4.9 KiB
4.9 KiB
| name | description |
|---|---|
| verification | Use when verifying replication results against paper's reported values |
Replication Verification
Overview
Systematic approach to verifying that replicated code produces results matching the original paper.
Announce at start: "I'm using the verification skill to validate replication accuracy."
Verification Levels
Level 1: Code Correctness
- Unit tests pass
- No runtime errors
- Gradient flow works
Level 2: Behavioral Match
- Output shapes correct
- Value ranges reasonable
- Edge cases handled
Level 3: Numerical Match
- Results within tolerance of paper
- Trends match (even if absolute values differ)
- Statistical significance considered
Test Design for Replication
Shape Tests
def test_model_output_shape():
"""Verify model produces correct output shape per paper."""
model = MyModel(config)
x = torch.randn(batch_size, seq_len, input_dim)
out = model(x)
# Paper Section 3.2: "Output dimension is 512"
assert out.shape == (batch_size, seq_len, 512)
Value Range Tests
def test_attention_weights_sum():
"""Attention weights should sum to 1 (paper Eq. 3)."""
model = AttentionLayer(config)
x = torch.randn(batch_size, seq_len, dim)
_, attn_weights = model(x, return_attention=True)

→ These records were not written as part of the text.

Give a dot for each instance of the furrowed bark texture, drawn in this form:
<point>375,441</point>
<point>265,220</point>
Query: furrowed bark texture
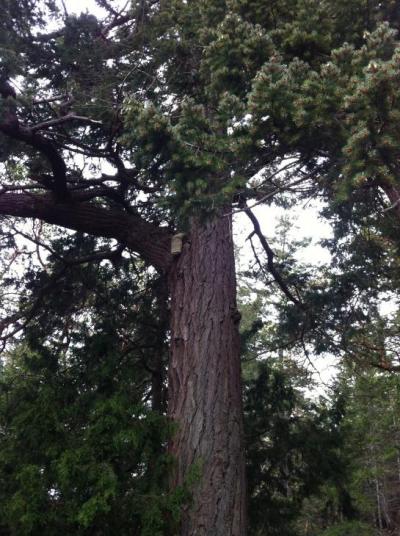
<point>204,382</point>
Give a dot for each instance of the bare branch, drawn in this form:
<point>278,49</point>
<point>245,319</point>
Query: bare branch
<point>270,257</point>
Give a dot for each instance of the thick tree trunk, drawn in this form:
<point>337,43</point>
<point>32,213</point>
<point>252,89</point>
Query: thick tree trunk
<point>204,382</point>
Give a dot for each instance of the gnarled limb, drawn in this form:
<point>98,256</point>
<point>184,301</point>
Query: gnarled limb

# Softmax output sums to 1
assert torch.allclose(attn_weights.sum(dim=-1), torch.ones(batch_size, seq_len))
Gradient Tests
def test_gradient_flow():
"""Verify gradients flow through all parameters."""
model = MyModel(config)
x = torch.randn(batch_size, input_dim, requires_grad=True)
out = model(x)
loss = out.sum()
loss.backward()
for name, param in model.named_parameters():
assert param.grad is not None, f"No gradient for {name}"
assert not torch.isnan(param.grad).any(), f"NaN gradient for {name}"
Numerical Match Tests
def test_loss_value_reasonable():
"""Loss should be in expected range per paper Figure 2."""
model = MyModel(config)
# ... setup ...
loss = compute_loss(model, data)
# Paper reports initial loss ~2.3 (cross-entropy on 10 classes)
assert 2.0 < loss.item() < 3.0, f"Initial loss {loss.item()} outside expected range"
Comparison Methodology
Absolute Comparison
def compare_absolute(paper_value: float, our_value: float, tolerance: float = 0.01):
"""Compare with absolute tolerance."""
diff = abs(paper_value - our_value)
return diff <= tolerance, diff
Relative Comparison
def compare_relative(paper_value: float, our_value: float, tolerance: float = 0.05):
"""Compare with relative tolerance (5% default)."""
if paper_value == 0:
return our_value == 0, abs(our_value)
relative_diff = abs(paper_value - our_value) / abs(paper_value)
return relative_diff <= tolerance, relative_diff
Statistical Comparison
def compare_with_variance(
paper_mean: float,
paper_std: float,
our_values: List[float],
confidence: float = 0.95,
):
"""Compare considering paper's reported variance."""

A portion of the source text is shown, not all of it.